Most people use between 8 to 12 lozenges per day. However, if you still have an urge to smoke you can use more lozenges.
Don’t use more than thirty 1 mg lozenges per day.
Normally you should use the lozenges for at least 3 months, but this may vary from person to person. After 3 months, you should gradually reduce the number of lozenges used each day.
When you are using only one or two lozenges per day you should stop completely.
In general you should not use Boots NicAssist 1 mg Lozenges for more than 6 months. However, some people may need to use them for longer to stop them smoking again.
If you need to use the lozenges for longer than 9 months, ask your pharmacist or doctor for advice.
Counselling may improve your chances of giving up smoking.
Children and adolescents under 18 years:
Do not use the lozenges, unless your doctor tells you to.
If you use too many:
Sucking too many lozenges can result in the same symptoms as smoking too much. The general symptoms of too much nicotine include weakness, sweating, increased production of saliva, throat burn, feeling sick, being sick, diarrhoea, pain in the abdomen, disturbance of hearing and vision, headache, fast, slow or irregular heart beat, shortness of breath and circulatory problems.
If this happens talk to your doctor or pharmacist for advice.
If a child uses or swallows any lozenges:
Talk to a doctor straight away. Take the child to the nearest casualty department. Take the medicine and this leaflet with you. Even small quantities of nicotine are dangerous in children and may result in severe symptoms or death.
Possible side effects
Most people will not have problems, but some may get some of these:
If you get any of these serious side effects, stop using the lozenges and do not smoke. See a doctor at once:
- Fast, slow or irregular heart beat
- Difficulty breathing, swelling of the lips, face, throat or tongue (signs of severe allergic reaction)
These serious effects are rare, affecting only 1 to 10 people out of 10,000.
These other effects are less serious. If they bother you talk to a pharmacist or doctor:
In the first few days you may feel dizzy, get headaches or have difficulty sleeping. These may be withdrawal symptoms from stopping smoking and may be caused because you are not getting enough nicotine.

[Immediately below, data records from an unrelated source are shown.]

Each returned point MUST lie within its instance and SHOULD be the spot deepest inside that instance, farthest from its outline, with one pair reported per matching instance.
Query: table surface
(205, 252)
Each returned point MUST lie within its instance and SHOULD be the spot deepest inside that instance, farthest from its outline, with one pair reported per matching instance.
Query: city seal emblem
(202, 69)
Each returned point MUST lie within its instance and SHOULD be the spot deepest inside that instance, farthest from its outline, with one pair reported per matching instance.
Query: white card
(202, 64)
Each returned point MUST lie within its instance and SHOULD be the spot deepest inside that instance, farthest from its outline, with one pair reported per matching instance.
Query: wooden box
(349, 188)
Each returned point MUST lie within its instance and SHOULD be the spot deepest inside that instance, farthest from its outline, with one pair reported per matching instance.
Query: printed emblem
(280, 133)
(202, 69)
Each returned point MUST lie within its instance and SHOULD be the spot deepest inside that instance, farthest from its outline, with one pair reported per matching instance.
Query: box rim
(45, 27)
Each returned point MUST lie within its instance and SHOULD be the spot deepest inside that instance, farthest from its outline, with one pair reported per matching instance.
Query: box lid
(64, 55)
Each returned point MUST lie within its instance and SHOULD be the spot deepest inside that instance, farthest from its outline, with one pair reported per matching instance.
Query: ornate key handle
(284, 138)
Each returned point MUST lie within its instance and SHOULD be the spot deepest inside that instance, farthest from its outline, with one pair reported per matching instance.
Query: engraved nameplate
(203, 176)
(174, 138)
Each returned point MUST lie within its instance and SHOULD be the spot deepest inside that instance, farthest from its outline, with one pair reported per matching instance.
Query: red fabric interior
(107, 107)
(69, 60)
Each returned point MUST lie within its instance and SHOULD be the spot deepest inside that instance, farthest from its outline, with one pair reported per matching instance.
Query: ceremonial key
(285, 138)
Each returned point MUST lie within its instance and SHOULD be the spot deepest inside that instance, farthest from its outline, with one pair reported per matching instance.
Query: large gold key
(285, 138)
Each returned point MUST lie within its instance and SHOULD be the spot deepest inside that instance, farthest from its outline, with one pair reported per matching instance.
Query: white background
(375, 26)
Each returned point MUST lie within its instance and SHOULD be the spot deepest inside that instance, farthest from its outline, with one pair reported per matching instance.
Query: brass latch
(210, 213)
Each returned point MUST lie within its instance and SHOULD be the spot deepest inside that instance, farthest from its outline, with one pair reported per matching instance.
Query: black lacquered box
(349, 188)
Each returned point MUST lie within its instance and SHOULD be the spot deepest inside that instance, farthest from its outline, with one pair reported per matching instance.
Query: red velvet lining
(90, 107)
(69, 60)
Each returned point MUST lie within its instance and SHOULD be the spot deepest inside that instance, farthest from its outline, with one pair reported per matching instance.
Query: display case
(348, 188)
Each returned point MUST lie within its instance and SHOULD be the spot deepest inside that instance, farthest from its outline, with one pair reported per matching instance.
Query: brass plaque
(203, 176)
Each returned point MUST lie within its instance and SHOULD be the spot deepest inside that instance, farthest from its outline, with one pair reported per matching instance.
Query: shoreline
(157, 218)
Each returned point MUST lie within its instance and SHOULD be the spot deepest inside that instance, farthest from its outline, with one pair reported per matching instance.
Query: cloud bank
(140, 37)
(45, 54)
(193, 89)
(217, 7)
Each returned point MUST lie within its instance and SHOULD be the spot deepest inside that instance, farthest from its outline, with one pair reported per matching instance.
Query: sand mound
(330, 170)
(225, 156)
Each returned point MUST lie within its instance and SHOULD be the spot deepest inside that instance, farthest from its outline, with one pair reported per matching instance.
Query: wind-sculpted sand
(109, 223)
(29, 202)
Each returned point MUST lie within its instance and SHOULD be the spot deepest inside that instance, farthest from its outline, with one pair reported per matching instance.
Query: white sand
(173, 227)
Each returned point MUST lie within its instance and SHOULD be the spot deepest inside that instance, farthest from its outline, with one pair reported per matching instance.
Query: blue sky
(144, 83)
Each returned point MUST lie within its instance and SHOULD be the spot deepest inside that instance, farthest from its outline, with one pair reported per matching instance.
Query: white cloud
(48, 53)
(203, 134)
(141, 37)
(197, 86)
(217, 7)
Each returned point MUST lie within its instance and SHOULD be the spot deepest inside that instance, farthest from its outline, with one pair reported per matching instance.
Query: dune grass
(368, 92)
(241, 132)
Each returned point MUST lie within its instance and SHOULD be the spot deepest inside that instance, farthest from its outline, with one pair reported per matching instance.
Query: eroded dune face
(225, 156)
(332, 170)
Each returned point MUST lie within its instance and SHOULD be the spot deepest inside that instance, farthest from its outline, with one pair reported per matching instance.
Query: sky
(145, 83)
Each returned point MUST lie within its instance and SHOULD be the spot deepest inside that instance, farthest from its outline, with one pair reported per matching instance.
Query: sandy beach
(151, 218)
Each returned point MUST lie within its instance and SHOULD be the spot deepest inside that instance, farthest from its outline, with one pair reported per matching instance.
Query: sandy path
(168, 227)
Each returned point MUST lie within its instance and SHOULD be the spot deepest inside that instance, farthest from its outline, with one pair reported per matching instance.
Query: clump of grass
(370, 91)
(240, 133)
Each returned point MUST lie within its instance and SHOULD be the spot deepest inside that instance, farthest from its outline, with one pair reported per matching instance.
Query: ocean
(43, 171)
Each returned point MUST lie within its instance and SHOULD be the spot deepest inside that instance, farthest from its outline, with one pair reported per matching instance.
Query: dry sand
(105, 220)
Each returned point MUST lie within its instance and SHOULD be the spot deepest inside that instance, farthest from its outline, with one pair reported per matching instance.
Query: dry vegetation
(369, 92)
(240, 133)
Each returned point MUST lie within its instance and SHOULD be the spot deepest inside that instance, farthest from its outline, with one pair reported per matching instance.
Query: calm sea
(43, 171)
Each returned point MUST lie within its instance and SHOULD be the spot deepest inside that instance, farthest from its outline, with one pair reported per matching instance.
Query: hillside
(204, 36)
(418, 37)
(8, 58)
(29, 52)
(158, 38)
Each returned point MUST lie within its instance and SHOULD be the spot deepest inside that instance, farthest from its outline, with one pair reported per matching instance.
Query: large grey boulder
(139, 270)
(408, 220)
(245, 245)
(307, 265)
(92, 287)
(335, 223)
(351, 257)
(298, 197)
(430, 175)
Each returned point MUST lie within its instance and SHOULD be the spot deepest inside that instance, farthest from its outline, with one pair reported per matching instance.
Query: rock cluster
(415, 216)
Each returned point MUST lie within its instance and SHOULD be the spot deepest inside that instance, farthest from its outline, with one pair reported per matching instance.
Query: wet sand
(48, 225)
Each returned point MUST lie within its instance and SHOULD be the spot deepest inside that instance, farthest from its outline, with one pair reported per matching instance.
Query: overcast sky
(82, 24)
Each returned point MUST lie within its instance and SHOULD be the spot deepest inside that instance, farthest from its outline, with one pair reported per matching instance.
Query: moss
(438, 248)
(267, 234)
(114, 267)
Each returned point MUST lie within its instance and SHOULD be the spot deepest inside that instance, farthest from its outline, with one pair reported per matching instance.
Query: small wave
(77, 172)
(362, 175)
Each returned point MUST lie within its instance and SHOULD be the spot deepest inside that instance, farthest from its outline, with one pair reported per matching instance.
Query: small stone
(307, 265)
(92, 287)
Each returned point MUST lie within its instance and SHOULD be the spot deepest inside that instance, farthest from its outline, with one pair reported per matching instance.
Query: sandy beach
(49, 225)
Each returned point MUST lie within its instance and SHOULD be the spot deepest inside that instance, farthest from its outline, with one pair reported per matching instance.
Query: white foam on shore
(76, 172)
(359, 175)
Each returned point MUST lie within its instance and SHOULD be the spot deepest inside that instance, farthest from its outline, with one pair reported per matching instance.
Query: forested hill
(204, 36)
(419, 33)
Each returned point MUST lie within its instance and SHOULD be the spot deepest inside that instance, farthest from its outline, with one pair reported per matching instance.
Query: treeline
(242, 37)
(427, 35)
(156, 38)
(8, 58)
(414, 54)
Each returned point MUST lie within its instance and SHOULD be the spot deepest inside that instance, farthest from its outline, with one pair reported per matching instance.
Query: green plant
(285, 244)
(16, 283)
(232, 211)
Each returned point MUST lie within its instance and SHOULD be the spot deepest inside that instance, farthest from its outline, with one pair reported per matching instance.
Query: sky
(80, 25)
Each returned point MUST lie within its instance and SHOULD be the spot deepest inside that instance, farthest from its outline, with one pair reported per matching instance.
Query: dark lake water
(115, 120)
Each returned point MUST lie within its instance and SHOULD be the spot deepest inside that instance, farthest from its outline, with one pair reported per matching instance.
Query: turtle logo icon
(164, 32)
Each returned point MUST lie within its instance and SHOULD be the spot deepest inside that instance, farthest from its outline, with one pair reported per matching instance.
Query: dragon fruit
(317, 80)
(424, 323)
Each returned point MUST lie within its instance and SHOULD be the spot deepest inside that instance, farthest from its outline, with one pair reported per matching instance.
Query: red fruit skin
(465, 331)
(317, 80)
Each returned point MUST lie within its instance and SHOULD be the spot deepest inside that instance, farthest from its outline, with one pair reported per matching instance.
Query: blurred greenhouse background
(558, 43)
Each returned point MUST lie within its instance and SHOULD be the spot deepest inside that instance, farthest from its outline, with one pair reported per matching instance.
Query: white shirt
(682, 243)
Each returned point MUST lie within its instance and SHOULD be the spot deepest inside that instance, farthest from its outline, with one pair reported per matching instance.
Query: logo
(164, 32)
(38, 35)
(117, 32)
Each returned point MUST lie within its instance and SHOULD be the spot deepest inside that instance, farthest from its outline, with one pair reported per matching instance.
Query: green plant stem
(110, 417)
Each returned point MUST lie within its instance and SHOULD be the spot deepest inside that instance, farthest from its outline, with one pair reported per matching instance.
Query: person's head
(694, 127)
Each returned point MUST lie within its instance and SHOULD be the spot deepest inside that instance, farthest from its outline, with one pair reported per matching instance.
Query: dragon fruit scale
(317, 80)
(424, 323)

Common side effects (affecting 1 to 10 people out of 100)
- Dizziness and headache
- Dryness of the mouth, hiccups, stomach trouble such as feeling sick, flatulence, heartburn, increased saliva production and irritation of the mouth and throat – this may happen because you are sucking the lozenge too fast, try to suck more slowly
Uncommon side effects (affecting 1 to 10 people out of 1000)
If any side effect becomes severe, or you notice any side effect not listed here, please tell your pharmacist or doctor.
When you stop smoking you may also develop mouth ulcers. The reason why this happens is unknown.
How to store this medicine
Do not store above 25°C.
Keep this medicine in a safe place out of the sight and reach of children, preferably in a locked cupboard.
Use by the date on the end flap of the carton or edge of the blister strip. If you have out of date medicine or you no longer need the lozenges take them to your nearest pharmacy for safe disposal.